TCS Daily

Feeding the Frenzy

By Joel Bucher - March 23, 2004 12:00 AM

As Mario Monti prepares to slap Microsoft with a €500 million fine -- or as much as 10 percent of Microsoft's global sales as permitted under European Union (EU) competition law -- he should also consider the words of F.A. Hayek: "Every raid on the gains of monopoly, be it in the interest of particular groups or of the state as a whole, tends to create new vested interests which will help to bolster up monopoly."

Hayek believed that controlling monopolies further concentrated power into the hands of "a few." Although the long term effects of the American suit on the software industry are uncertain, the EU's actions suggest that Hayek's assertions, fomented over decades of watching Europe centralize its nation states, were right.

In the US, Microsoft's competitors (Sun Microsystems, AOL, Red Hat and others) were mostly unsuccessful in their attempt to steal the Windows code. The alternative settlement they proposed to the Justice Department's suit would have made Windows software a virtual public utility. Had they succeeded, the US government and entrepreneurs in the American legal industry would have unprecedented influence over the software industry.

Thankfully, Judge Kollar-Kotelly saw through this attempt of corporate thievery, reprimanding the states for seeking punishments outside the bounds of an earlier decision in the Court of Appeals. Judge Kollar-Kotelly's sole responsibility was to approve any settlement between Microsoft and the government based on the earlier decision lest the court hand out its own punishment.

The final settlement approved by the judge stopped Microsoft from making exclusionary contracts with computer manufacturers that required exclusive use of its "middleware" products. Middleware, which includes the media player now under scrutiny by the EU government, escapes clear definition, but it is generally associated with software programs that help operating systems use the Internet.

Microsoft's enemies largely failed in the US, but the damage to America's fragile legal institutions, which were never designed to reorganize technical industries, has yet to be determined. Depending on how many suits are yet to come, intellectual property may need clearer definition so courts don't get bogged down.

Unfortunately, the suits against Microsoft may have inadvertently created a new corporate legal weapon for international technology companies. Should a company now feel justified in crafting lawsuits with the sole purpose of destroying competitors' intellectual property?

In his landmark work "The Road to Serfdom," F.A. Hayek warned that "A system in which large privileged groups profit from the gains of monopoly may be politically much more dangerous, and monopoly in such a system certainly is much more powerful, than in one where the profits go to a limited few." If anything, the twisted result of the suit against Microsoft in the States was the politicization of the American software industry.

The EU's far more chilling action against Microsoft will send a clear message to the world that the intellectual property of any so-called corporate giant is now fair game.
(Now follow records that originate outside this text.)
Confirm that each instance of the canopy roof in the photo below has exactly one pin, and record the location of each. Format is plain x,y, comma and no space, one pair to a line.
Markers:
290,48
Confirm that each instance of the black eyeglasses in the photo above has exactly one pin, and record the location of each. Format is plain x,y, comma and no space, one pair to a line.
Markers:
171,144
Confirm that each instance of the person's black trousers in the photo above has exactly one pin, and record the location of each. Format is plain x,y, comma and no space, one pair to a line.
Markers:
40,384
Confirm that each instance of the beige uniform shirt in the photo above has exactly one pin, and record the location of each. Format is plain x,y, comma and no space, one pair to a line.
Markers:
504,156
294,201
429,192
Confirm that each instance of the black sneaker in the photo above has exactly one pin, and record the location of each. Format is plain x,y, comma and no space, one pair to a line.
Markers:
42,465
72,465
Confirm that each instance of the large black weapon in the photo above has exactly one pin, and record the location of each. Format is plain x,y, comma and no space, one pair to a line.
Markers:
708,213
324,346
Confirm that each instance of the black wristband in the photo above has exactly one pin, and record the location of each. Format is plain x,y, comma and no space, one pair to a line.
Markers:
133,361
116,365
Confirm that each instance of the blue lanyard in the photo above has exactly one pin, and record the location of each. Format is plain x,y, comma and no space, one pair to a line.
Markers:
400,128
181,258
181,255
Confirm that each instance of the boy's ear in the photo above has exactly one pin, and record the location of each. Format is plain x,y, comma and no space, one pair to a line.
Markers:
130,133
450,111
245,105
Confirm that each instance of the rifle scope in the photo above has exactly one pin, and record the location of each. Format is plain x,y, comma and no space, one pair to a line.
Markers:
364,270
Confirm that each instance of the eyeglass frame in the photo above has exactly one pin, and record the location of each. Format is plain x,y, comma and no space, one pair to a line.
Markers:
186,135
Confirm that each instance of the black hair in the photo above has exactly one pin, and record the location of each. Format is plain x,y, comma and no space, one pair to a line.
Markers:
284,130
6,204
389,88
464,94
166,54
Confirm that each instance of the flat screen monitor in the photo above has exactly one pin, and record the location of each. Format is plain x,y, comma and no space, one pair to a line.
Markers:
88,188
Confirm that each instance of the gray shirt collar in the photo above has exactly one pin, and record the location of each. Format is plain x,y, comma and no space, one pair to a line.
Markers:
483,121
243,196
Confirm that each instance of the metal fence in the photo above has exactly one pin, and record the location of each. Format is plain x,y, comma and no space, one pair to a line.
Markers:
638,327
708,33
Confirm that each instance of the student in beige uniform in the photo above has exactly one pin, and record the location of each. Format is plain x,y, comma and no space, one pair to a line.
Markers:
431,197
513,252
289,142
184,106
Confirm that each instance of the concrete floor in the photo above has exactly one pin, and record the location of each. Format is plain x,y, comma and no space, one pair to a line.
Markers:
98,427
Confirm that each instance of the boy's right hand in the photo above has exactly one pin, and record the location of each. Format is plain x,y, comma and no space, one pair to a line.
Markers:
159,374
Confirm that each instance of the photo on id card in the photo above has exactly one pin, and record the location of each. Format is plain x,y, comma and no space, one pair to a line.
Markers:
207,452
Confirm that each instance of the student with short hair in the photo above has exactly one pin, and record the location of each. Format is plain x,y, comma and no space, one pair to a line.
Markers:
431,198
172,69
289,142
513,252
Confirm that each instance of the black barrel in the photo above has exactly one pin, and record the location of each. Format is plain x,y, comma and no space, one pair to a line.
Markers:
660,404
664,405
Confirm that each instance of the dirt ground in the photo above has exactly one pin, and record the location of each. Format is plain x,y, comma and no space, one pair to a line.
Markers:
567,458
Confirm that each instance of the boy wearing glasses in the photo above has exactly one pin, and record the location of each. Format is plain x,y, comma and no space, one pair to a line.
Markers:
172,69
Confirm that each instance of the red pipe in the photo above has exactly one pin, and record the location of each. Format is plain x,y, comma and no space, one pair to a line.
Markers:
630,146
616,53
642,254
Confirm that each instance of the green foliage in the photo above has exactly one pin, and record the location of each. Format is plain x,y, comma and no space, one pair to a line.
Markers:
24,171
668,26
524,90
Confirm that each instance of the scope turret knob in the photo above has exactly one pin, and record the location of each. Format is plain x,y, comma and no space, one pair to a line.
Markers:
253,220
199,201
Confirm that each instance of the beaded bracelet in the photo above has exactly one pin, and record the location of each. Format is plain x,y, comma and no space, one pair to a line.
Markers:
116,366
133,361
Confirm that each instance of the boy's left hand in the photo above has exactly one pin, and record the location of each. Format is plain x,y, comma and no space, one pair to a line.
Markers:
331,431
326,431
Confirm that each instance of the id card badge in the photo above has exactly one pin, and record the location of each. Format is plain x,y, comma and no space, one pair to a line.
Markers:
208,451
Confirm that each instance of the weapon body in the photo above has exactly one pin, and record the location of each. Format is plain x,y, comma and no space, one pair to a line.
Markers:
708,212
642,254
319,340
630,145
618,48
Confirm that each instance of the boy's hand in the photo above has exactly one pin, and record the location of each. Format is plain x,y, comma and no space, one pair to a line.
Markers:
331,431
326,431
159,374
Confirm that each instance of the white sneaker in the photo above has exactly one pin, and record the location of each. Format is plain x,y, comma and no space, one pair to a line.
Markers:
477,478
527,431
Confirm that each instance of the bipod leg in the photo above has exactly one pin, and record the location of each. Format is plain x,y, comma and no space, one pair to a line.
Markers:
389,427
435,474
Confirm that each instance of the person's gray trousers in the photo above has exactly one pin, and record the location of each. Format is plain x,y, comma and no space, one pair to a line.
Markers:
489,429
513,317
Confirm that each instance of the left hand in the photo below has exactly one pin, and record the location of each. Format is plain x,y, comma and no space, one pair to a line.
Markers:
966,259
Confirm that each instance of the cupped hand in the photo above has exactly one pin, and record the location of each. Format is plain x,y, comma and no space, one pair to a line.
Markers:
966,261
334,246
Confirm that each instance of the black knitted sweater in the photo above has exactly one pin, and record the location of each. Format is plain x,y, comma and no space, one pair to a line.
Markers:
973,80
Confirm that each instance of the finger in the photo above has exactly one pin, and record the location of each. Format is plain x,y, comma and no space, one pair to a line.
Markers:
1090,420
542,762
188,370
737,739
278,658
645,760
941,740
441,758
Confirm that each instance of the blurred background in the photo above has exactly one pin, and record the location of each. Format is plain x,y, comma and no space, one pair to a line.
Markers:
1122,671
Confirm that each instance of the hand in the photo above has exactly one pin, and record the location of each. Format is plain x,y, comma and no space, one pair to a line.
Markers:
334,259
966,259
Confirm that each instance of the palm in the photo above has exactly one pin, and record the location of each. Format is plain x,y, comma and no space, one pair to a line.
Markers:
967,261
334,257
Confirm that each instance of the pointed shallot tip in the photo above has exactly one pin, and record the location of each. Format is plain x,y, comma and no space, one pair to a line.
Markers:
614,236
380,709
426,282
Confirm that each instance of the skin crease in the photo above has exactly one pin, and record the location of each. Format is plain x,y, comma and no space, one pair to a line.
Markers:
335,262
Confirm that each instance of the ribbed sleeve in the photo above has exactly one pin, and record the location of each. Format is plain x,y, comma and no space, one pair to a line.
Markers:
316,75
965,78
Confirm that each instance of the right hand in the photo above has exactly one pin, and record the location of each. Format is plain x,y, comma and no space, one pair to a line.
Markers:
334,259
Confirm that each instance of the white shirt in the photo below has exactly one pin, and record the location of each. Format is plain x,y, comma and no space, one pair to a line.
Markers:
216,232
EU consumers will feel the consequences if Brussels starts an international feeding frenzy over intellectual property.

Helmut Schmidt, the former Chancellor of Germany, once said that all social diseases come from America. But Europe has thus far remained immune to the "legal lottery" mentality so pervasive in America. Mario Monti should consider the greater threat of bringing this legal, economic and social disease to his shores.

Joel Bucher is Editor of Laissez Faire, a publication of the Institute for Free Enterprise in Berlin, Germany.